Introduction

You can now log precision recall and ROC curves, and confusion matrices natively using Weights & Biases. You can also use our heatmaps to create attention maps.

Try it out in a colab notebook →

ROC and PR curves in wandb.log()

Confusion Matrix

Computes the confusion matrix to evaluate the accuracy of a classification. It's useful for assessing the quality of model predictions and finding patterns in the predictions the model gets wrong.

The diagonal represents the predictions the model got right, i.e. where the actual label is equal to the predicted label.

Example

# Confusion Matrices
wandb.sklearn.plot_confusion_matrix(y_test, y_pred, nb.classes_)

Precision Recall Curve

Computes the tradeoff between precision and recall for different thresholds. A high area under the curve represents both high recall and high precision, where high precision relates to a low false positive rate, and high recall relates to a low false negative rate.

High scores for both show that the classifier is returning accurate results (high precision), as well as returning a majority of all positive results (high recall). PR curves are useful when the classes are very imbalanced.

Example

# Precision Recall
wandb.log({'pr': wandb.plots.precision_recall(y_test, y_probas, nb.classes_)})

ROC Curve

ROC curves plot true positive rate (y-axis) vs false positive rate (x-axis). The ideal score is a TPR = 1 and FPR = 0, which is the point on the top left. Typically we calculate the area under the ROC curve (AUC-ROC), and the greater the AUC-ROC the better.

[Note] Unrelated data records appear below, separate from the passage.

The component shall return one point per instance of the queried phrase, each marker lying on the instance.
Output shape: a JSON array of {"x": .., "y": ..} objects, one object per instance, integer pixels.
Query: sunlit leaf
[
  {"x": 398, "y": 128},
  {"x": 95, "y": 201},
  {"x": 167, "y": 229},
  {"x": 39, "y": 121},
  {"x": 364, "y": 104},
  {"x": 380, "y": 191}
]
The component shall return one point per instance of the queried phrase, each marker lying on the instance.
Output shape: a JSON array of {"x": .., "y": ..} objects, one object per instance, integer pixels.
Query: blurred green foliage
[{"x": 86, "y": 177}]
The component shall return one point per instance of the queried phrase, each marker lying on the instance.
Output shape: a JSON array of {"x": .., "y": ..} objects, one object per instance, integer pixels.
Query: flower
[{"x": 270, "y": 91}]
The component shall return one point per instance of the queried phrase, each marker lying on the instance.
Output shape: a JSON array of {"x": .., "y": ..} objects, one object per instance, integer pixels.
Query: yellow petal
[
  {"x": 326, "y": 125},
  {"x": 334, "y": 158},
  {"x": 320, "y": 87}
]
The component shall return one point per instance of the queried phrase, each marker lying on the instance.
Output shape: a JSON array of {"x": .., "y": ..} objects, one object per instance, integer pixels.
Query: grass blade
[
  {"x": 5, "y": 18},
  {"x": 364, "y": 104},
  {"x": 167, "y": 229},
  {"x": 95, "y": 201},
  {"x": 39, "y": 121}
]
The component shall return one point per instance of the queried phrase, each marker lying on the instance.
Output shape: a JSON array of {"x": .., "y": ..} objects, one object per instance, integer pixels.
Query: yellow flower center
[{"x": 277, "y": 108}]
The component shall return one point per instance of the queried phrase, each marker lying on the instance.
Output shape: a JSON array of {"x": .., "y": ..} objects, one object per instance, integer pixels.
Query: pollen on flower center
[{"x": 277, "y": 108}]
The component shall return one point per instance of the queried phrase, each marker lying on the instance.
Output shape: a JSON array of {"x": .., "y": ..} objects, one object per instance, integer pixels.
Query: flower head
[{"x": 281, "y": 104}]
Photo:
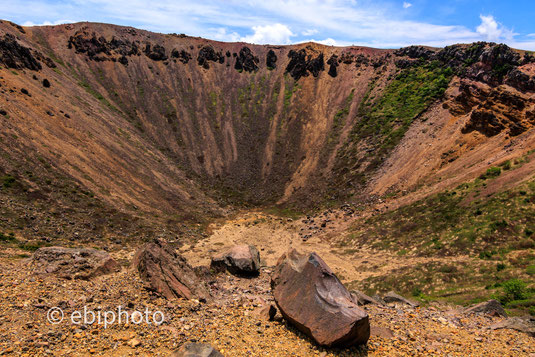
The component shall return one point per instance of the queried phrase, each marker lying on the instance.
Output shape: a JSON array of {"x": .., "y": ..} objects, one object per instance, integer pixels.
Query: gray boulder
[
  {"x": 197, "y": 350},
  {"x": 310, "y": 296},
  {"x": 491, "y": 307},
  {"x": 239, "y": 260},
  {"x": 167, "y": 273}
]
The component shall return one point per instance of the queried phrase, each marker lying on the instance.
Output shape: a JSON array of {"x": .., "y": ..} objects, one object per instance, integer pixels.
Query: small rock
[{"x": 197, "y": 350}]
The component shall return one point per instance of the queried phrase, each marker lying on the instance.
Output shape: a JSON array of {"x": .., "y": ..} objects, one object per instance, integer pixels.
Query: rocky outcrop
[
  {"x": 100, "y": 49},
  {"x": 301, "y": 64},
  {"x": 14, "y": 55},
  {"x": 73, "y": 263},
  {"x": 192, "y": 349},
  {"x": 333, "y": 65},
  {"x": 415, "y": 52},
  {"x": 310, "y": 296},
  {"x": 392, "y": 297},
  {"x": 246, "y": 61},
  {"x": 491, "y": 307},
  {"x": 239, "y": 260},
  {"x": 155, "y": 53},
  {"x": 167, "y": 273},
  {"x": 363, "y": 299},
  {"x": 521, "y": 81},
  {"x": 207, "y": 54},
  {"x": 271, "y": 60},
  {"x": 181, "y": 55},
  {"x": 524, "y": 324},
  {"x": 500, "y": 109}
]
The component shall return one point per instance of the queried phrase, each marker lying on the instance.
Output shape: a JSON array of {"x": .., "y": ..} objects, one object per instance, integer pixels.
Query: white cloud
[
  {"x": 363, "y": 23},
  {"x": 492, "y": 30},
  {"x": 48, "y": 23},
  {"x": 270, "y": 34},
  {"x": 309, "y": 32}
]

Here we can see our model is slightly better at predicting the class Negative emotion, as evidenced by the larger area under the ROC.

Example

# ROC
wandb.log({'roc': wandb.plots.ROC(y_test, y_probas, nb.classes_)})

Heat Maps

Heatmaps that can be used to make attention maps, confusion matrices et all.

# ExplainText

'''
Arguments:
         matrix_values (arr): 2D dataset of shape x_labels * y_labels, containing
                            heatmap values that can be coerced into an ndarray.
         x_labels  (list): Named labels for rows (x_axis).
         y_labels  (list): Named labels for columns (y_axis).
         show_text (bool): Show text values in heatmap cells.
'''
wandb.log({'heatmap_with_text': wandb.plots.HeatMap(x_labels, y_labels, matrix_values, show_text=False)})

Here's an example of the attention maps for a Neural Machine Translation model that converts from english → french. We draw attention maps at the 2nd, 20th epochs and 100th. Here we can see that the model starts out by not knowing which words to pay attention to (and uses <res> to predict all words, and slowly learns which ones to pay attention to over the course of the next 100 epochs.